The good news is that we can affect this balance of good and bad in our gut microbiome. Although a person’s individual microbe population stays pretty consistent over time, certain factors like your age, lifestyle, and what you eat can change things. Diet is actually one of the best tools that we have for altering the balance of our microbiome. Recent studies even show that we can change the balance of microorganisms in as little as a few weeks!
What can you eat to make the good bacteria in your gut happy? First and foremost is fiber. Fiber helps keep things running smoothly through your intestinal tract, prevent constipation, keeps you feeling full, and helps prevent diseases like diabetes, heart disease and colon cancer.
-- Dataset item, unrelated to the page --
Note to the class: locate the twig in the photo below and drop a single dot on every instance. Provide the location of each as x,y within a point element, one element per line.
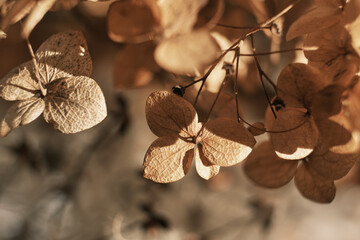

What’s also interesting is that fiber significantly affects the bacteria in your gut. The good bacteria love fiber- it’s like fuel for them, to keep them healthy and running properly. These microbes break down the fiber, extracting all of its energy and nutrients, and produce something called short chain fatty acids. These short-chain fatty acids help keep our intestinal lining strong and healthy and have been linked to decreased inflammation, improved immunity and improved weight management. What happens when you don’t eat enough fiber? When the microbes are starved of fiber, they start to feed on other things like the protective lining of your gut. This lining is supposed to be a strong barrier between your intestines and the rest of your body and when it becomes leaky, it can trigger inflammation. This “leaky gut” may play a role in the development of inflammatory bowel diseases such as Crohn’s disease and ulcerative colitis.
What else can you eat to improve your gut biome and keep you healthy? Here are some tips:
1. Limit the amount of processed foods and sugar in your diet: Refined foods get absorbed rapidly in the intestine and leave your gut microbes starved, setting you up for leaky gut and inflammation. Instead, focus on eating fresh, nutrient-dense fruits and vegetables and other fiber-rich foods like whole grains and pulses (dry peas, beans, lentils, and chickpeas). These foods will keep your gut bacteria happy because they’re full of fiber and they also boast plenty of antioxidants and essential vitamins and minerals.
2. Eat more fermented foods: Fermented foods are rich in lactic-acid producing bacteria that help acidify your intestinal tract. This creates an environment that healthy bacteria thrive in, which aids in digestion, tames inflammation and boosts your immune system. Sauerkraut, which is made from cabbage, is a fermented food that you’re probably familiar with but here are a few more examples that you may not be as familiar with. Kimchi is a spicy Korean dish made with fermented cabbage and spices. Miso is a paste used in Japanese cuisine that’s made from fermented soybeans. Kombucha is a fermented drink that’s become very popular recently. It’s a fizzy drink made by mixing probiotic-rich bacteria and yeast with tea and other flavorings.
3. Enjoy Greek yogurt and kefir: Greek yogurt and kefir are packed with probiotics. These live active bacterial cultures help aid with digestion, boost your immunity and keep your gut happy by keeping the bad bacteria at bay. These nutritious foods are also rich in important nutrients like protein and calcium. The FDA requires at least two strains of bacteria in all yogurts. Kefir, which is a liquid yogurt with a tangy flavor, is cultured longer than yogurt and can contain as many as 12 strains of good bacteria. Look for the words “live active cultures” on the container and choose varieties without too much added sugar.